Garyville, Louisiana; United States;
- Broadcast area: River Parishes
- Frequency: 1010 kHz

Programming
- Language: English
- Format: Catholic

Ownership
- Owner: Covenant Network

History
- First air date: December 2, 1970
- Former call signs: WKQT (1970–1985) WCKW (1985–2000) WLTS (2000)

Technical information
- Licensing authority: FCC
- Facility ID: 115
- Class: D
- Power: 500 watts (day) 42 watts (night)
- Transmitter coordinates: 30°04′35″N 90°37′17″W﻿ / ﻿30.07639°N 90.62139°W
- Translators: W230CL (93.9 MHz, Garyville)

Links
- Public license information: Public file; LMS;

= WCKW =

Radio station in Garyville, Louisiana

WCKW (1010 AM) is an American radio station licensed to serve the community of Garyville, Louisiana, United States. The station is owned by Covenant Network.

==Programming==
WCKW broadcasts a Catholic radio format to the greater New Orleans area, most notably the River Parishes of St. John the Baptist, St. Charles, and St. James.

==History==
The station signed on in December 1970 as country music outlet WKQT, the sister station of WCKW-FM. These stations were founded by Sidney Joseph Levet III, a New Orleans native and an electronic engineer.
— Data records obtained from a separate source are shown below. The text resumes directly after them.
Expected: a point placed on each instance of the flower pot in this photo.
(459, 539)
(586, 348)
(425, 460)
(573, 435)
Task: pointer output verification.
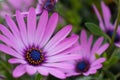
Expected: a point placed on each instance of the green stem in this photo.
(116, 27)
(117, 23)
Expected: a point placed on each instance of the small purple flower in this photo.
(88, 63)
(48, 5)
(35, 48)
(8, 7)
(105, 23)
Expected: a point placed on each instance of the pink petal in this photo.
(106, 13)
(102, 48)
(5, 31)
(31, 25)
(12, 26)
(19, 71)
(31, 69)
(16, 61)
(97, 45)
(58, 37)
(57, 73)
(73, 49)
(15, 31)
(98, 66)
(65, 44)
(41, 27)
(117, 44)
(43, 70)
(93, 71)
(52, 23)
(22, 27)
(9, 43)
(87, 73)
(83, 38)
(99, 18)
(9, 51)
(98, 61)
(60, 65)
(60, 58)
(89, 45)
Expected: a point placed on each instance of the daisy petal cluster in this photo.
(88, 63)
(48, 5)
(105, 23)
(33, 46)
(8, 7)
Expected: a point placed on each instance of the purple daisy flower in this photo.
(48, 5)
(105, 23)
(8, 7)
(88, 64)
(35, 48)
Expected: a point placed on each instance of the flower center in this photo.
(49, 5)
(82, 66)
(34, 56)
(117, 37)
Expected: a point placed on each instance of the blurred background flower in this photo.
(80, 14)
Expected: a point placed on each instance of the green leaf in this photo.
(94, 29)
(109, 74)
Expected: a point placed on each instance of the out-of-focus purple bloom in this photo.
(105, 23)
(88, 63)
(35, 48)
(8, 7)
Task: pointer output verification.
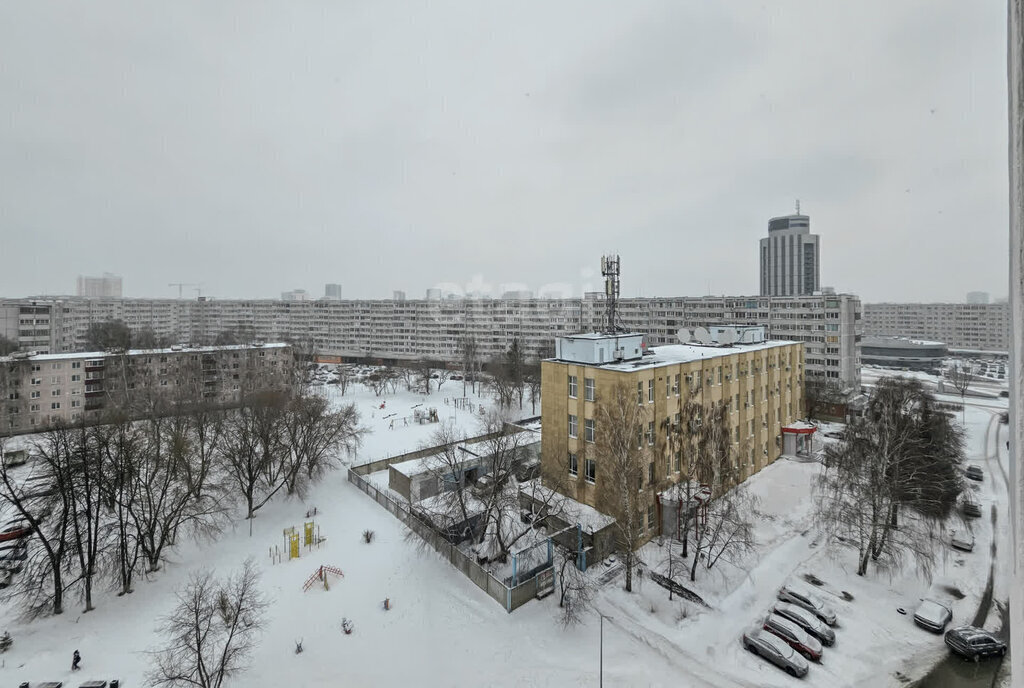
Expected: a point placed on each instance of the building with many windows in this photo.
(761, 382)
(828, 325)
(107, 287)
(790, 257)
(974, 327)
(39, 391)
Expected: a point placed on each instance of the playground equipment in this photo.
(309, 538)
(321, 574)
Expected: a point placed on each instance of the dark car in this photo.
(972, 642)
(775, 650)
(796, 637)
(933, 615)
(807, 620)
(971, 506)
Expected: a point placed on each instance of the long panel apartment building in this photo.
(975, 327)
(829, 325)
(42, 390)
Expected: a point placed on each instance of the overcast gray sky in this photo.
(259, 146)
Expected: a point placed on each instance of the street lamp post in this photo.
(601, 645)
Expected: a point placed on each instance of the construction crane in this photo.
(180, 285)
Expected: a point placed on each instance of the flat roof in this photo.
(138, 352)
(670, 354)
(602, 335)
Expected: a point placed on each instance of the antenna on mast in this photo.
(609, 269)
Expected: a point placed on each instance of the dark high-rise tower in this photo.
(790, 257)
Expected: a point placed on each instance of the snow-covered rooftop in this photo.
(684, 353)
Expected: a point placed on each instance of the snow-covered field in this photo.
(442, 631)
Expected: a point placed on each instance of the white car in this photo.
(809, 601)
(933, 615)
(962, 540)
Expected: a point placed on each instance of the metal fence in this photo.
(510, 598)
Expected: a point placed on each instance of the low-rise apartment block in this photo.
(975, 327)
(39, 391)
(828, 325)
(761, 382)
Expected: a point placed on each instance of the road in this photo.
(953, 672)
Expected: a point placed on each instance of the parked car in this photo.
(796, 637)
(970, 505)
(972, 642)
(807, 620)
(775, 650)
(933, 615)
(809, 601)
(963, 540)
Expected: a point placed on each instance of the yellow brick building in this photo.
(761, 382)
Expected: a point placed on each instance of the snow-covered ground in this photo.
(442, 631)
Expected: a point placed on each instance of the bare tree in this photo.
(620, 422)
(894, 480)
(729, 532)
(47, 506)
(961, 378)
(469, 352)
(121, 443)
(576, 589)
(821, 396)
(344, 378)
(211, 632)
(314, 438)
(252, 450)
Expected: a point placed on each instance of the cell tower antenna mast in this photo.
(609, 270)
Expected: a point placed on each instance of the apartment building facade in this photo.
(829, 325)
(975, 327)
(762, 383)
(39, 391)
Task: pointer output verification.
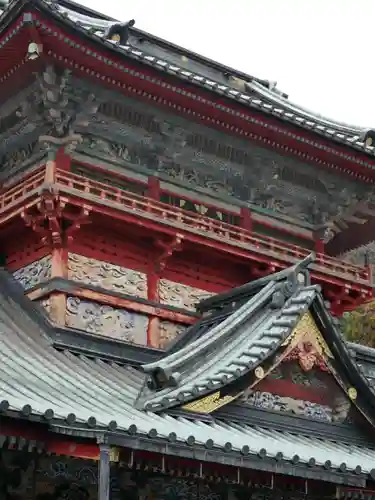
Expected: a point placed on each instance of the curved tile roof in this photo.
(65, 389)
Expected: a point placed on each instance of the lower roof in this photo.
(67, 390)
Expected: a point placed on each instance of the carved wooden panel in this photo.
(35, 273)
(106, 275)
(182, 296)
(105, 320)
(168, 332)
(268, 401)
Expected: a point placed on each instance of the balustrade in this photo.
(95, 191)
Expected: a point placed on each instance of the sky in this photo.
(320, 52)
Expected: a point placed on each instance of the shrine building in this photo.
(178, 244)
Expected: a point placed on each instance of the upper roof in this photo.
(250, 91)
(85, 396)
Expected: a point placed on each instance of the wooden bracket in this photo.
(168, 249)
(55, 227)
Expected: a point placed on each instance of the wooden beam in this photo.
(104, 472)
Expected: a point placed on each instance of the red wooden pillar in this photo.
(58, 160)
(319, 241)
(246, 219)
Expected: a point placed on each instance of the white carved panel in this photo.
(182, 296)
(103, 274)
(35, 273)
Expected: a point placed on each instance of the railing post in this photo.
(104, 472)
(50, 173)
(368, 266)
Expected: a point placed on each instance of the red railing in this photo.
(100, 193)
(204, 225)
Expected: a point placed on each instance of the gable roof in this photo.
(258, 94)
(264, 317)
(86, 397)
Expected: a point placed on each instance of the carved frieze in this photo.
(105, 320)
(168, 331)
(206, 159)
(361, 256)
(268, 401)
(35, 273)
(182, 296)
(103, 274)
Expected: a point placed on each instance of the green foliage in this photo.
(359, 325)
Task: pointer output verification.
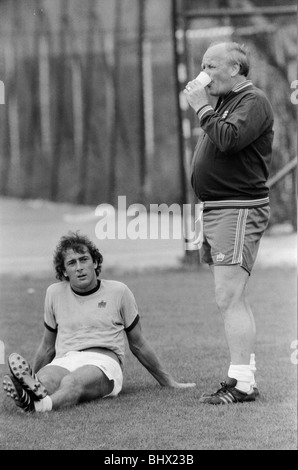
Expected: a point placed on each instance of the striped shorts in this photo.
(232, 235)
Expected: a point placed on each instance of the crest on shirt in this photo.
(220, 257)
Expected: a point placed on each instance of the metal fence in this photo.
(90, 110)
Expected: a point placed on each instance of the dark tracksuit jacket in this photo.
(232, 157)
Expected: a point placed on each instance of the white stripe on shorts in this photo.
(240, 234)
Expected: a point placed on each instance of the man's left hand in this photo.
(196, 95)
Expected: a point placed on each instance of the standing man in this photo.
(81, 355)
(230, 169)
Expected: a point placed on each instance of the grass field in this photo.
(181, 321)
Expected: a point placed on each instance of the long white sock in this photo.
(45, 404)
(253, 368)
(243, 374)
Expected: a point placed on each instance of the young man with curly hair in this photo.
(81, 355)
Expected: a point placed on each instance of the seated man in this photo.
(81, 355)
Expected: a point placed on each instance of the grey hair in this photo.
(237, 54)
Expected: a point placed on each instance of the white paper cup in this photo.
(203, 78)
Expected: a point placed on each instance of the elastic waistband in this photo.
(237, 204)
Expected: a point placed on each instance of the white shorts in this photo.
(75, 359)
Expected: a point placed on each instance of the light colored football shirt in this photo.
(99, 319)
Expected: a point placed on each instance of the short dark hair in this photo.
(76, 242)
(237, 54)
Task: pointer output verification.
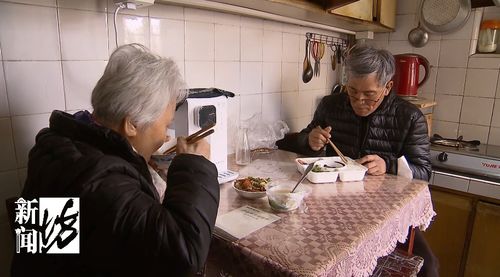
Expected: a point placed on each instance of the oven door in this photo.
(466, 183)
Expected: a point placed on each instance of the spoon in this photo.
(418, 37)
(308, 168)
(308, 71)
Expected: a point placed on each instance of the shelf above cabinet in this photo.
(280, 10)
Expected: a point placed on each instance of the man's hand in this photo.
(319, 137)
(201, 147)
(374, 163)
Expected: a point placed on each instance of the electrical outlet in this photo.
(137, 3)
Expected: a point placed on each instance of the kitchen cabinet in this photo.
(379, 12)
(483, 257)
(381, 19)
(464, 233)
(426, 106)
(447, 234)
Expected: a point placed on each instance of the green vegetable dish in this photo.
(252, 184)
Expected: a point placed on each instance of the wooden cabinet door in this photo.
(386, 13)
(362, 9)
(447, 233)
(484, 250)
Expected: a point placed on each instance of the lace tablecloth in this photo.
(345, 227)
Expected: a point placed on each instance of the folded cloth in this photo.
(404, 169)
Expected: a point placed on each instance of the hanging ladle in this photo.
(308, 71)
(418, 37)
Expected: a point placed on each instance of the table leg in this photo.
(412, 239)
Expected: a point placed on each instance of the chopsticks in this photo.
(342, 157)
(194, 137)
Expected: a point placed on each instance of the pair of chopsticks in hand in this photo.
(342, 157)
(204, 132)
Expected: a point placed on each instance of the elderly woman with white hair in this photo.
(126, 228)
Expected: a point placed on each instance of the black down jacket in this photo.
(397, 128)
(124, 230)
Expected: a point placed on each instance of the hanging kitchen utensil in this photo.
(444, 16)
(321, 54)
(315, 54)
(418, 37)
(307, 69)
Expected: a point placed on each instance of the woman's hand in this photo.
(374, 163)
(201, 147)
(319, 137)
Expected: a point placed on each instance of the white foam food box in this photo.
(334, 168)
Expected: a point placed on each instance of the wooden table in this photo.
(344, 229)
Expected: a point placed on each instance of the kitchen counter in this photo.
(342, 230)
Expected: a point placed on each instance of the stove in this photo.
(469, 157)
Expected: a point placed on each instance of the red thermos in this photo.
(406, 77)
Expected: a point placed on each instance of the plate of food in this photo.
(251, 187)
(328, 169)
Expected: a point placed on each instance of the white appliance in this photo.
(193, 115)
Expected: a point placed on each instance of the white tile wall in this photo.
(34, 87)
(4, 104)
(273, 46)
(167, 38)
(227, 43)
(227, 76)
(9, 188)
(77, 85)
(199, 41)
(448, 108)
(90, 5)
(465, 87)
(271, 77)
(474, 131)
(454, 53)
(35, 35)
(251, 77)
(494, 137)
(495, 119)
(481, 82)
(271, 106)
(8, 157)
(289, 79)
(250, 106)
(476, 111)
(83, 35)
(200, 74)
(131, 28)
(291, 45)
(404, 24)
(445, 128)
(450, 81)
(251, 44)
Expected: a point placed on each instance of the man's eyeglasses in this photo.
(367, 99)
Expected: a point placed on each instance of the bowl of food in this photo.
(281, 198)
(251, 187)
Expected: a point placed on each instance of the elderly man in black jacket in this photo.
(131, 223)
(373, 125)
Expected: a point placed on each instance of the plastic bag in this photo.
(262, 133)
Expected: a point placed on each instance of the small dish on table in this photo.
(251, 187)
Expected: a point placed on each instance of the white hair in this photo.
(137, 84)
(363, 59)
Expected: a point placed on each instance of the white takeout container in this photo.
(281, 198)
(353, 171)
(249, 194)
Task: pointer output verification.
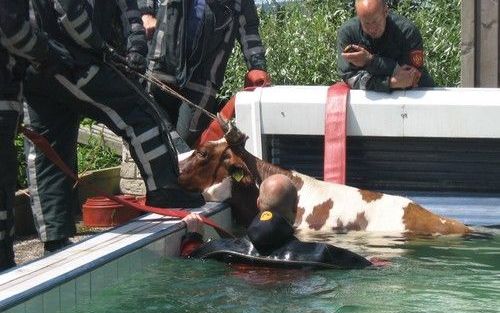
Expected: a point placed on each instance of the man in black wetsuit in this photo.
(270, 239)
(380, 50)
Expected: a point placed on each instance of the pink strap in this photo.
(335, 133)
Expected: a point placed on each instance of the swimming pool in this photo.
(444, 274)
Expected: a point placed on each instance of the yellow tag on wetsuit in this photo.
(266, 216)
(238, 175)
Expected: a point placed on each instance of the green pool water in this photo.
(424, 275)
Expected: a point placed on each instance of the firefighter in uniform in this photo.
(19, 43)
(191, 46)
(379, 50)
(94, 89)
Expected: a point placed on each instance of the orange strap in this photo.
(41, 143)
(335, 134)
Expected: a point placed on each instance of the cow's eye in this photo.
(202, 154)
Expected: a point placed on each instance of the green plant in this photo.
(92, 156)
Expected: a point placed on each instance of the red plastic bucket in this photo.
(103, 212)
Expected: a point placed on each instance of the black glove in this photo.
(136, 62)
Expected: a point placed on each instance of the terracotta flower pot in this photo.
(103, 212)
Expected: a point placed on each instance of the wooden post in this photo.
(480, 44)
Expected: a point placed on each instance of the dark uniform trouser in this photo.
(54, 107)
(9, 115)
(189, 121)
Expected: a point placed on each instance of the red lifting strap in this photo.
(335, 133)
(41, 143)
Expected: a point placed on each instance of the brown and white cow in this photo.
(230, 174)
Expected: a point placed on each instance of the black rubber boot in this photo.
(174, 198)
(6, 258)
(55, 245)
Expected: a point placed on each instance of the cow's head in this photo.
(213, 168)
(221, 175)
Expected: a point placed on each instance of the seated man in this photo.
(381, 51)
(270, 239)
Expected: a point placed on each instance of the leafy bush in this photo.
(300, 37)
(95, 155)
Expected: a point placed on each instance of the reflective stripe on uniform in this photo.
(9, 105)
(36, 205)
(21, 34)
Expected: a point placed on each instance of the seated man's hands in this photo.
(149, 22)
(357, 55)
(405, 76)
(194, 223)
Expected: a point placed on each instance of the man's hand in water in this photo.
(378, 262)
(194, 223)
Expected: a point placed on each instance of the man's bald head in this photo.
(372, 15)
(278, 194)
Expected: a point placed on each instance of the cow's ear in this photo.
(241, 175)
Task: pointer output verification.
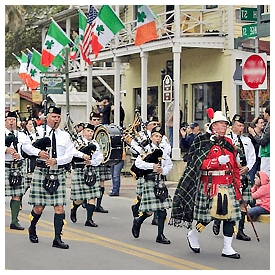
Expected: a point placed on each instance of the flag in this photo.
(107, 24)
(17, 57)
(23, 67)
(74, 49)
(56, 39)
(146, 26)
(34, 70)
(86, 43)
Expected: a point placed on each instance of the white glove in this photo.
(223, 159)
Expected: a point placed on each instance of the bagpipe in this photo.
(78, 140)
(137, 132)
In February 1990, Levet was named Broadcaster of the Year by the Louisiana Association of Broadcasters. (Levet died in 1997.)

By 1973, both stations became simulcasts with the AM becoming WCKW on March 2, 1985. After the FM flipped to active rock, the AM was sold in 2000 to River Parishes Radio, who switched it to a gospel format. The station briefly became "WLTS" on October 20, 2000, but the station was reassigned the call sign "WCKW" by the Federal Communications Commission (FCC) on November 24, 2000. Covenant Network purchased the station on January 2, 2007 and began transmitting its Catholic programming.